If true, this implies that either the banking sector is broken, or that our economy had previously invested too much in the real economy. While my gut reaction is to say that the banking sector is broken, the overcapitalization theory has more to it than one might think.
The United States federal income tax system has strongly and systematically favored unearned income over earned income since not long after the tax reforms of 1986. For two decades profits from capital gains have been undertaxed and deferred, while tax losses from depreciation have been intentionally allowed before the economic reality justifies it.
Is it really any surprise that well counseled businesses have responded to these incentives?
In the U.S. economy, as a consequence of our tax laws, it makes economic sense to replace a job with a robot, even if the robot is actually slightly less cost effective. It makes sense from a tax perspective to retain earnings, rather than distributing them so that investors can put the funds to more productive uses in other entities, despite the fact that this makes it tempting for senior management to raid excess corporate cash. It makes sense from a tax perspective to reduce equity relative to debt. It makes sense from a tax perspective to compensate senior executives in a way that has a huge upside for the executive, but shifts all the downside risk to shareholders and creditors.
Banking and corporate governance probably are broken. But, the more frightening prospect is that the problems may run deeper. Perhaps the financial sector, while somewhat flawed, has fundamentally been doing what they system has been created to give it an incentive to do. If that is the case, then unwinding the mess and creating a new positive set of incentives may take more understanding and political will than our nation has at its disposal.
The finance industry is made up of a lot of very competent people with extreme tunnel vision. Lots of people know a great deal about their piece of the elephant, but very few people understand the organism as a whole very well. Many of the most affluent people on Wall Street have only a dim understanding of what role they play in making our economy productive. They trust the system. They follow the incentives that they have from their vantage point. They learn to tell enough of a myth about their value to society to provide a fig leaf for the spouses, children and the people they encounter at cocktail parties.
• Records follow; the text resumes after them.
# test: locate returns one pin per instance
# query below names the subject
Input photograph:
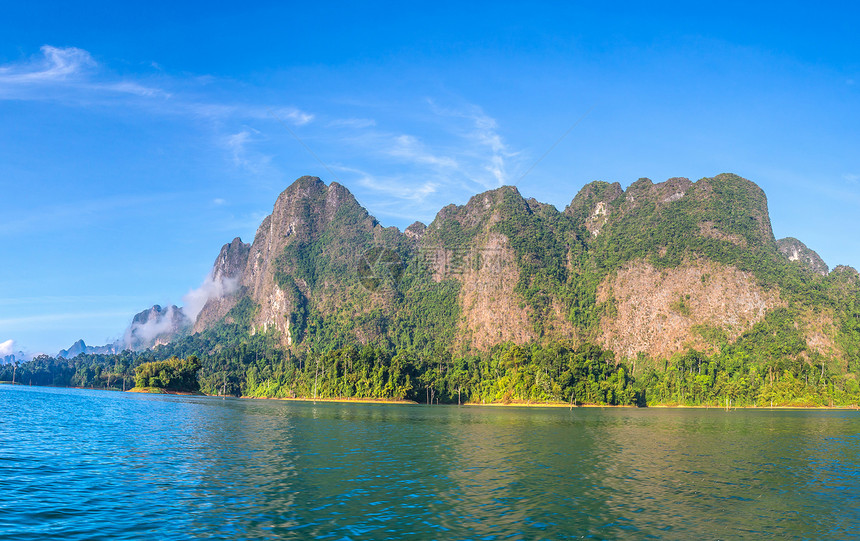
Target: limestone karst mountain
(646, 272)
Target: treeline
(767, 366)
(173, 374)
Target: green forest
(347, 343)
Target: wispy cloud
(460, 150)
(7, 348)
(65, 68)
(355, 123)
(26, 322)
(410, 149)
(74, 213)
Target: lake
(77, 464)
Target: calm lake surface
(78, 464)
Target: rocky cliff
(653, 270)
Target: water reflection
(81, 465)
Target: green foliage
(173, 374)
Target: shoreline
(513, 404)
(334, 400)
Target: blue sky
(136, 138)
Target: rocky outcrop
(655, 312)
(228, 269)
(794, 250)
(520, 267)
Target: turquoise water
(78, 464)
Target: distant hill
(667, 293)
(649, 271)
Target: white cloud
(67, 68)
(410, 149)
(7, 348)
(299, 118)
(25, 322)
(354, 123)
(240, 146)
(142, 334)
(211, 288)
(55, 65)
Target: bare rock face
(794, 250)
(415, 231)
(655, 310)
(591, 206)
(226, 273)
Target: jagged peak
(478, 207)
(416, 230)
(794, 250)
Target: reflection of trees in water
(536, 473)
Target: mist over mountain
(647, 272)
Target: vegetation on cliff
(506, 299)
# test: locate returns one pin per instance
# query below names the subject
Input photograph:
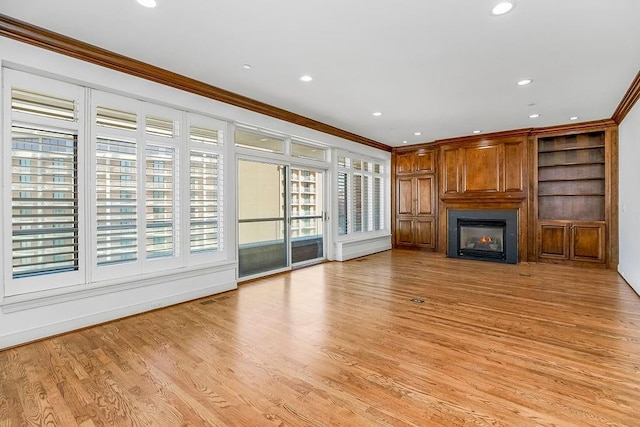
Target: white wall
(629, 202)
(26, 318)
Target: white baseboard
(359, 247)
(51, 329)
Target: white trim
(47, 297)
(362, 246)
(51, 329)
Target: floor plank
(342, 344)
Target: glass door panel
(262, 231)
(307, 214)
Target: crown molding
(628, 100)
(40, 37)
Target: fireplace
(487, 235)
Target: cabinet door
(404, 232)
(425, 233)
(553, 239)
(425, 161)
(404, 163)
(425, 195)
(587, 241)
(405, 196)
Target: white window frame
(13, 78)
(202, 121)
(367, 215)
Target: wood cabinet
(573, 194)
(415, 199)
(572, 241)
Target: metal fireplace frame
(509, 216)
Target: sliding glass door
(307, 215)
(262, 221)
(280, 217)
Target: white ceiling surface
(441, 67)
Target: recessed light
(502, 8)
(148, 3)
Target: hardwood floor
(343, 344)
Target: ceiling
(443, 68)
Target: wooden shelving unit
(571, 197)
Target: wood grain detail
(45, 39)
(628, 100)
(514, 170)
(342, 344)
(481, 169)
(426, 195)
(450, 170)
(405, 195)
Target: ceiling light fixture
(502, 8)
(148, 3)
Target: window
(44, 206)
(151, 191)
(258, 141)
(205, 185)
(116, 201)
(360, 194)
(43, 183)
(160, 201)
(306, 151)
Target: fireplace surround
(486, 235)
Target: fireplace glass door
(482, 239)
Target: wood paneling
(426, 195)
(450, 168)
(485, 169)
(404, 235)
(628, 100)
(341, 344)
(481, 169)
(514, 171)
(588, 242)
(425, 161)
(425, 232)
(405, 195)
(404, 163)
(553, 240)
(415, 205)
(40, 37)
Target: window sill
(32, 300)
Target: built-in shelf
(571, 179)
(571, 195)
(556, 150)
(599, 162)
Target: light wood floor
(342, 344)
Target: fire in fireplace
(488, 235)
(483, 239)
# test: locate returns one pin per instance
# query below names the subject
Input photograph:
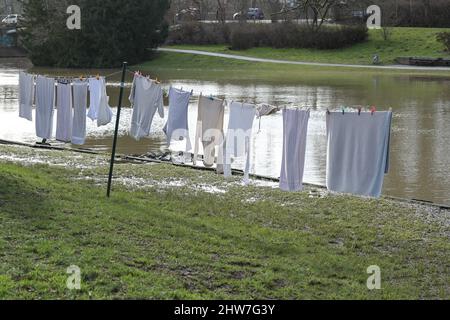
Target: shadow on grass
(23, 197)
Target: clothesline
(357, 154)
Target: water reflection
(420, 158)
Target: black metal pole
(116, 131)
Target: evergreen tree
(112, 31)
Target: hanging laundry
(45, 100)
(95, 94)
(237, 142)
(104, 110)
(177, 127)
(80, 89)
(26, 95)
(99, 108)
(295, 128)
(146, 97)
(358, 152)
(209, 131)
(64, 117)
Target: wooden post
(116, 131)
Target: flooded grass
(171, 233)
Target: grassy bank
(170, 232)
(403, 42)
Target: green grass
(403, 42)
(180, 242)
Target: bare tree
(319, 9)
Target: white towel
(64, 116)
(209, 128)
(45, 99)
(237, 142)
(26, 95)
(79, 108)
(146, 98)
(177, 127)
(295, 128)
(95, 96)
(105, 114)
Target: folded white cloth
(45, 104)
(295, 128)
(26, 95)
(209, 131)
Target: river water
(420, 149)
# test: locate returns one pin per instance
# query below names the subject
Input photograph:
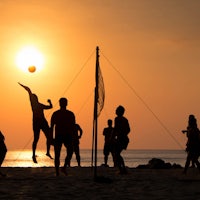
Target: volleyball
(32, 68)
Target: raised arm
(26, 88)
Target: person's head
(109, 122)
(63, 102)
(34, 98)
(120, 111)
(192, 120)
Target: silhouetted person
(3, 150)
(121, 129)
(193, 143)
(39, 121)
(78, 132)
(64, 122)
(109, 143)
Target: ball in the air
(32, 68)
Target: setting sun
(29, 56)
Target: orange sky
(154, 44)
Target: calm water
(133, 158)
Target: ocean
(132, 158)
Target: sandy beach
(41, 183)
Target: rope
(144, 103)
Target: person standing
(3, 151)
(193, 143)
(39, 121)
(63, 121)
(121, 131)
(109, 142)
(78, 132)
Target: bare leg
(34, 145)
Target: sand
(41, 183)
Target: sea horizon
(132, 157)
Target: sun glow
(29, 56)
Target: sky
(149, 58)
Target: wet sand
(41, 183)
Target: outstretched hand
(25, 87)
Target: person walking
(3, 151)
(193, 143)
(121, 131)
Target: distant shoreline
(41, 183)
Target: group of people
(62, 130)
(116, 139)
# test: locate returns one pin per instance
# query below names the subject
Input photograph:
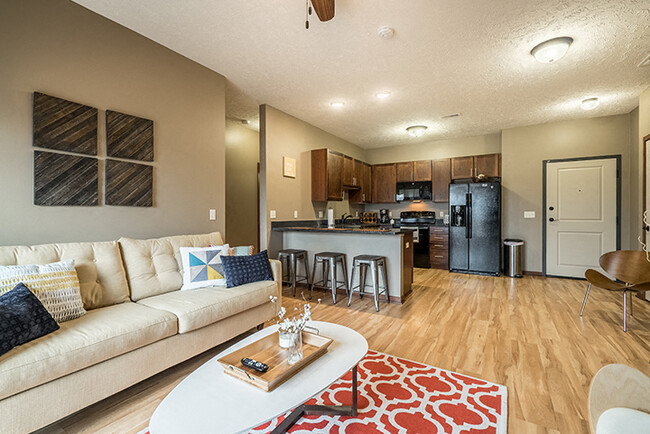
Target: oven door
(416, 233)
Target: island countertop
(344, 230)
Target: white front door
(580, 214)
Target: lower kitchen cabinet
(439, 247)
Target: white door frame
(545, 207)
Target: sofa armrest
(276, 269)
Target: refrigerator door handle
(469, 215)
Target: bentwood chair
(630, 268)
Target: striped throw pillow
(56, 286)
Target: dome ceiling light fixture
(552, 50)
(416, 130)
(589, 103)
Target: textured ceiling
(462, 56)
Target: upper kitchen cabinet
(326, 175)
(441, 179)
(489, 165)
(414, 171)
(472, 166)
(362, 193)
(383, 183)
(351, 169)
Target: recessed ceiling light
(416, 130)
(385, 32)
(589, 103)
(552, 50)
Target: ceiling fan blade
(324, 9)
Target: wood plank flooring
(523, 333)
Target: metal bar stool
(362, 263)
(329, 262)
(291, 257)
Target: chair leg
(585, 300)
(354, 268)
(375, 283)
(625, 311)
(385, 274)
(333, 273)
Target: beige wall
(524, 149)
(284, 135)
(475, 145)
(242, 156)
(62, 49)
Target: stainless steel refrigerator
(475, 228)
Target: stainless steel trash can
(512, 257)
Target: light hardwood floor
(523, 333)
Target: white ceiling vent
(645, 62)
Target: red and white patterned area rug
(401, 396)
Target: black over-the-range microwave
(413, 191)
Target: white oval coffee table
(211, 401)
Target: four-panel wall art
(67, 168)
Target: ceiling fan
(324, 9)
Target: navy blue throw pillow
(240, 270)
(22, 318)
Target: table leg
(334, 410)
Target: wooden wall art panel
(128, 184)
(65, 180)
(129, 136)
(64, 125)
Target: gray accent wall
(62, 49)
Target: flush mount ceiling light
(552, 50)
(589, 103)
(416, 130)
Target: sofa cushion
(102, 280)
(154, 266)
(99, 335)
(623, 420)
(199, 307)
(22, 318)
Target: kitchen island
(395, 244)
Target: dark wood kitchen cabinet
(439, 247)
(472, 166)
(441, 179)
(413, 171)
(351, 169)
(326, 175)
(383, 183)
(361, 194)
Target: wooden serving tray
(267, 350)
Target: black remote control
(258, 366)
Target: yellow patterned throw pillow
(56, 286)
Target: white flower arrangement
(299, 320)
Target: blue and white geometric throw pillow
(202, 266)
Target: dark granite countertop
(345, 230)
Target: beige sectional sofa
(138, 324)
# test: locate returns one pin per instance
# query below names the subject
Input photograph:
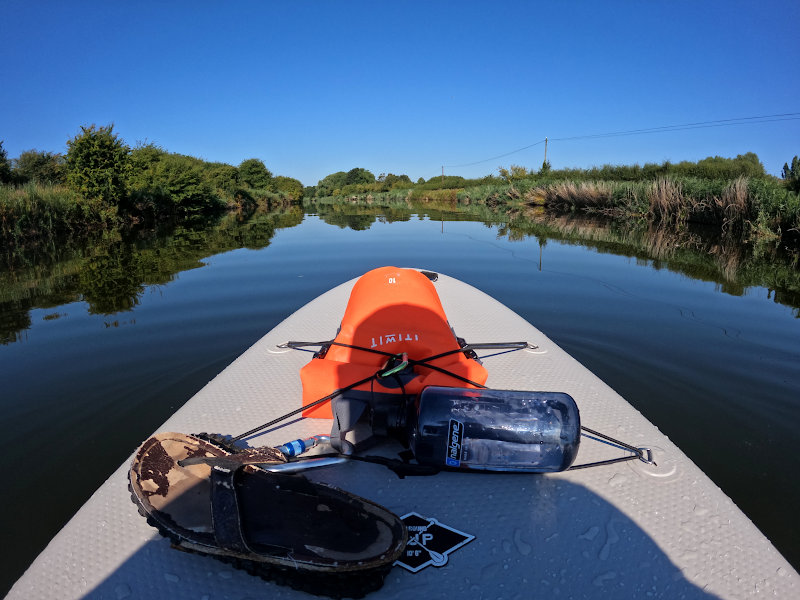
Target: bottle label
(455, 434)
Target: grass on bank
(746, 206)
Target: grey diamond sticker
(429, 543)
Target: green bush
(97, 166)
(791, 175)
(5, 165)
(253, 174)
(39, 167)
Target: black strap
(225, 508)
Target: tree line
(144, 182)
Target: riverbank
(757, 208)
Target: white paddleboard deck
(629, 530)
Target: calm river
(99, 344)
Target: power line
(663, 129)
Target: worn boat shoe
(284, 528)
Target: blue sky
(312, 88)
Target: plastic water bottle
(495, 430)
(299, 446)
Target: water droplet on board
(600, 580)
(490, 570)
(618, 480)
(523, 547)
(612, 539)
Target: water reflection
(111, 272)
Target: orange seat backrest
(392, 310)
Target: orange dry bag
(396, 311)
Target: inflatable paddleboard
(656, 528)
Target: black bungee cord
(398, 362)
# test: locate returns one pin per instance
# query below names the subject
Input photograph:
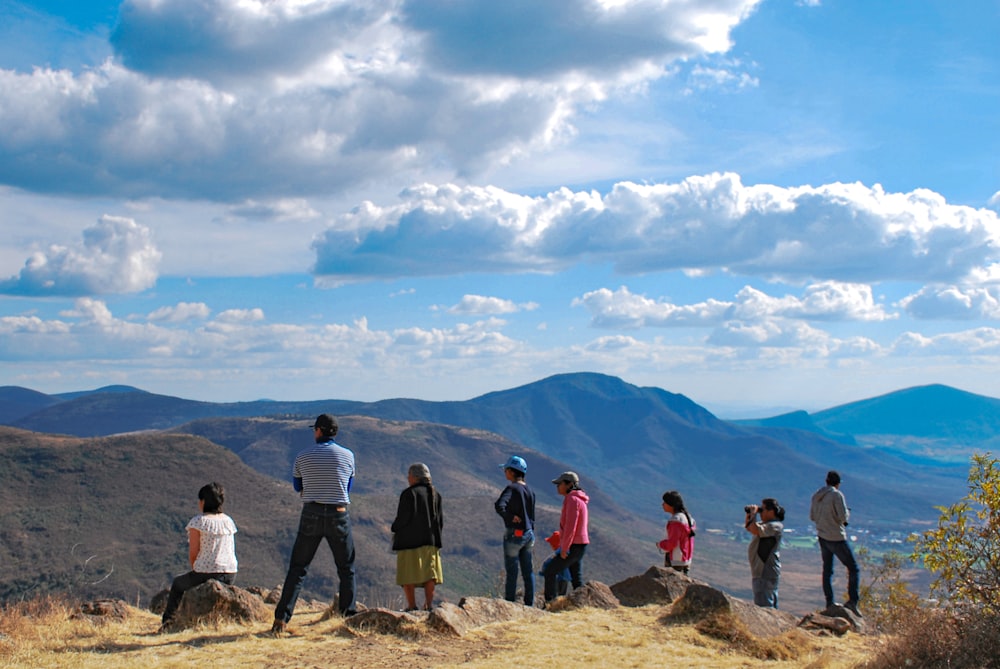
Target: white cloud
(479, 304)
(285, 209)
(953, 302)
(994, 202)
(978, 342)
(826, 301)
(117, 255)
(840, 232)
(234, 99)
(180, 313)
(230, 316)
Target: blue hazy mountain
(635, 442)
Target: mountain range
(628, 444)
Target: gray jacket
(830, 513)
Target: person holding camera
(763, 552)
(830, 513)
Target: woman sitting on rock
(211, 549)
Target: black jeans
(318, 522)
(843, 552)
(185, 582)
(571, 562)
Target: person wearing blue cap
(516, 505)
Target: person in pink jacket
(679, 544)
(573, 535)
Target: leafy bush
(963, 553)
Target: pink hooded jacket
(573, 520)
(679, 543)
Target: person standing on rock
(830, 513)
(573, 533)
(763, 552)
(211, 549)
(323, 476)
(516, 505)
(679, 544)
(417, 537)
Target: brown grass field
(43, 634)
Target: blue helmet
(517, 463)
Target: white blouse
(217, 554)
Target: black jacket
(418, 522)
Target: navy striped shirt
(326, 472)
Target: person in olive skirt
(417, 537)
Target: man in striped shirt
(322, 475)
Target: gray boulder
(214, 602)
(383, 621)
(103, 611)
(702, 601)
(473, 612)
(659, 585)
(593, 594)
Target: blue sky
(759, 204)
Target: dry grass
(43, 634)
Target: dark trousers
(558, 563)
(185, 582)
(517, 554)
(843, 552)
(318, 522)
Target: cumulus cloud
(826, 301)
(953, 302)
(982, 341)
(233, 99)
(837, 232)
(479, 304)
(180, 313)
(284, 209)
(117, 255)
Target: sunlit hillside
(42, 634)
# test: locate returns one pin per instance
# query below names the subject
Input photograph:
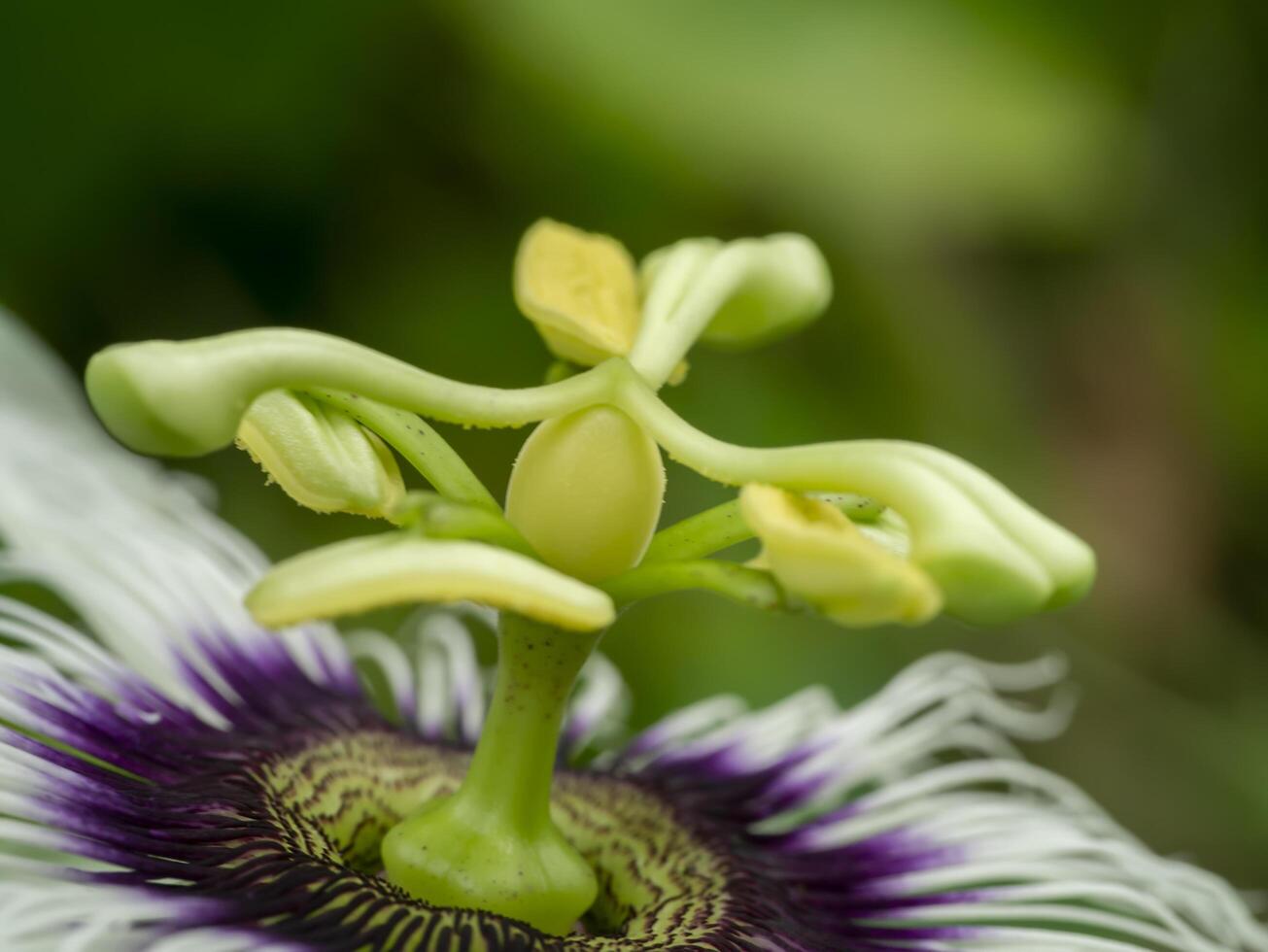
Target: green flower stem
(494, 844)
(701, 535)
(742, 583)
(437, 518)
(419, 444)
(723, 525)
(187, 398)
(993, 556)
(511, 769)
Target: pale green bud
(586, 492)
(321, 457)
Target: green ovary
(586, 492)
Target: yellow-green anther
(739, 293)
(578, 289)
(586, 492)
(321, 457)
(401, 566)
(820, 557)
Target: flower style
(178, 776)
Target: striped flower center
(325, 807)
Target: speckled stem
(511, 769)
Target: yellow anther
(820, 557)
(578, 289)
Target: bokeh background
(1046, 224)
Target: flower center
(661, 878)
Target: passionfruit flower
(198, 760)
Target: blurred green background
(1046, 224)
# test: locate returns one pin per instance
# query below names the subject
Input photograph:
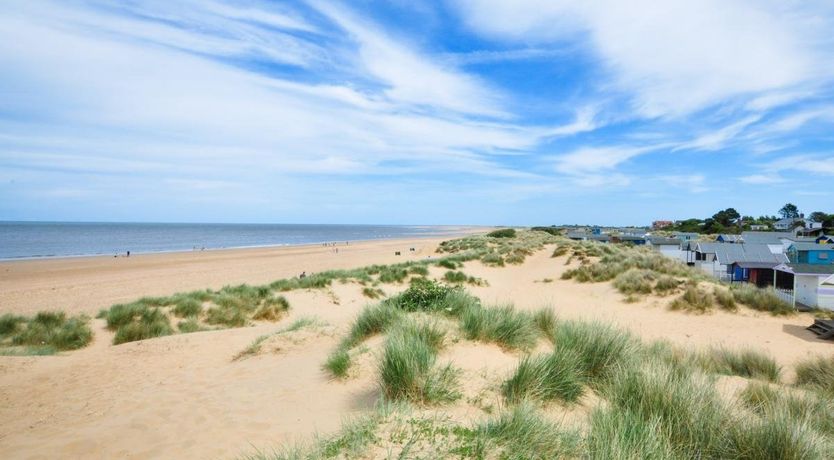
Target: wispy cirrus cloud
(328, 103)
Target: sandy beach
(184, 396)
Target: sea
(29, 240)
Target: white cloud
(813, 164)
(694, 183)
(716, 139)
(674, 57)
(593, 159)
(762, 179)
(410, 77)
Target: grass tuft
(760, 299)
(693, 299)
(503, 233)
(545, 320)
(49, 331)
(600, 348)
(725, 299)
(150, 323)
(272, 309)
(635, 281)
(520, 433)
(556, 376)
(817, 373)
(502, 325)
(407, 369)
(338, 363)
(744, 363)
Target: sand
(185, 396)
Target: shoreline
(459, 232)
(88, 284)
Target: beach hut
(805, 286)
(811, 253)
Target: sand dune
(184, 396)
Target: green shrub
(559, 251)
(502, 325)
(392, 274)
(503, 233)
(422, 295)
(745, 363)
(493, 259)
(546, 377)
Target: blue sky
(458, 112)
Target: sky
(522, 112)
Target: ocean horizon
(36, 240)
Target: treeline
(730, 221)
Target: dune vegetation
(45, 333)
(636, 270)
(644, 400)
(239, 306)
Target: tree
(789, 211)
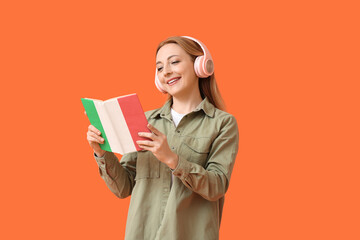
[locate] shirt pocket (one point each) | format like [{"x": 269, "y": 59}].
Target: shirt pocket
[
  {"x": 196, "y": 150},
  {"x": 147, "y": 166}
]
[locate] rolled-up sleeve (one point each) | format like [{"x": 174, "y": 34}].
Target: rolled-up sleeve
[
  {"x": 118, "y": 176},
  {"x": 212, "y": 181}
]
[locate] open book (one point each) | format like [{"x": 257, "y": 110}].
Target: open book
[{"x": 119, "y": 120}]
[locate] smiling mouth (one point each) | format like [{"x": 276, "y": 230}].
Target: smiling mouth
[{"x": 173, "y": 81}]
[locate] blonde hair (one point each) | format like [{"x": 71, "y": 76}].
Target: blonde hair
[{"x": 208, "y": 87}]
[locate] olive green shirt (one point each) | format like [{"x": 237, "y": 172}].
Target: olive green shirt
[{"x": 206, "y": 141}]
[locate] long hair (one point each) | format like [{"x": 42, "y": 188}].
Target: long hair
[{"x": 208, "y": 87}]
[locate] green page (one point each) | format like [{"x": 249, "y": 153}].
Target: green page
[{"x": 95, "y": 121}]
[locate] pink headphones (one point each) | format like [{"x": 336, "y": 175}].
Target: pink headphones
[{"x": 203, "y": 65}]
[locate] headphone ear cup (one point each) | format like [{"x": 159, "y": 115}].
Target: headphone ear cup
[
  {"x": 197, "y": 66},
  {"x": 200, "y": 67},
  {"x": 158, "y": 84}
]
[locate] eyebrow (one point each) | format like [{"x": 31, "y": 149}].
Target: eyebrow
[{"x": 167, "y": 58}]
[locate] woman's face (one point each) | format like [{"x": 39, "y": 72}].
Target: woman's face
[{"x": 176, "y": 70}]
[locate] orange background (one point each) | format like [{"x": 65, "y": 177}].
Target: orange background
[{"x": 288, "y": 71}]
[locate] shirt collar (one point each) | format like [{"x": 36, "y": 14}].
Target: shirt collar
[{"x": 205, "y": 106}]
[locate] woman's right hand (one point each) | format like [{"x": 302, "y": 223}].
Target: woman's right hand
[{"x": 94, "y": 139}]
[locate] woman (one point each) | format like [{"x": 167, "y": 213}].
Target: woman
[{"x": 179, "y": 181}]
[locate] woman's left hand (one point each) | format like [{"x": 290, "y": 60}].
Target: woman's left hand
[{"x": 159, "y": 146}]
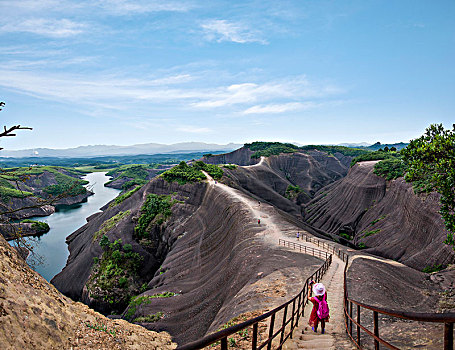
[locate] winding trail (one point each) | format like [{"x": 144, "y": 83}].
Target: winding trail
[{"x": 335, "y": 337}]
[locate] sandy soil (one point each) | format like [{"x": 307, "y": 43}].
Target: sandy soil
[{"x": 275, "y": 229}]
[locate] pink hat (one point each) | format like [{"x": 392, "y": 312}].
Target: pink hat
[{"x": 318, "y": 289}]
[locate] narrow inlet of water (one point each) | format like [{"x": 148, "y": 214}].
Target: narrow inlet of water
[{"x": 51, "y": 247}]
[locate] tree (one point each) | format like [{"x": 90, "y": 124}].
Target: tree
[{"x": 431, "y": 166}]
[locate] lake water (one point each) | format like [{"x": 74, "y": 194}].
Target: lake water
[{"x": 52, "y": 247}]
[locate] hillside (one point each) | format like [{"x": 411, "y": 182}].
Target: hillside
[
  {"x": 40, "y": 189},
  {"x": 386, "y": 217},
  {"x": 206, "y": 241},
  {"x": 34, "y": 315}
]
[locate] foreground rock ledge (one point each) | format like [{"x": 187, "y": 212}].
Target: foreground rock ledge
[{"x": 34, "y": 315}]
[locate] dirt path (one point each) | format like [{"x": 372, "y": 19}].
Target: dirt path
[{"x": 335, "y": 337}]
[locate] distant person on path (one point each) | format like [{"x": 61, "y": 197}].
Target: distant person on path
[{"x": 320, "y": 312}]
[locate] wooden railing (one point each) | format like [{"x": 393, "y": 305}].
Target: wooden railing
[{"x": 285, "y": 316}]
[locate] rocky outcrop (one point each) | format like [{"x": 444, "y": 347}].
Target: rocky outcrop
[
  {"x": 241, "y": 156},
  {"x": 34, "y": 315},
  {"x": 207, "y": 244},
  {"x": 386, "y": 216},
  {"x": 13, "y": 230}
]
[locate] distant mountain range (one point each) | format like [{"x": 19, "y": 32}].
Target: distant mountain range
[{"x": 112, "y": 150}]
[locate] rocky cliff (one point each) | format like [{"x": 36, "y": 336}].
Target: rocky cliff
[
  {"x": 385, "y": 216},
  {"x": 34, "y": 315},
  {"x": 198, "y": 266}
]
But, only a very small percentage of individuals within the finance industry have more than a vague sense of how their efforts indirectly contribute to economic activity.
Most finance industry participants are like members of a symphony orchestra recording a harmony part, alone in a soundproofed room with a view of the conductor but no ability to hear what anyone else is playing. Not many are conductors. How can there be in an economy dominated by few than a thousand companies, not all of which engage in major financial transactions in any given year?
This suggests that the notion that financial companies are simply following the incentives created by the system itself, and that the system is telling them to decapitalize the real economy, is quite plausible.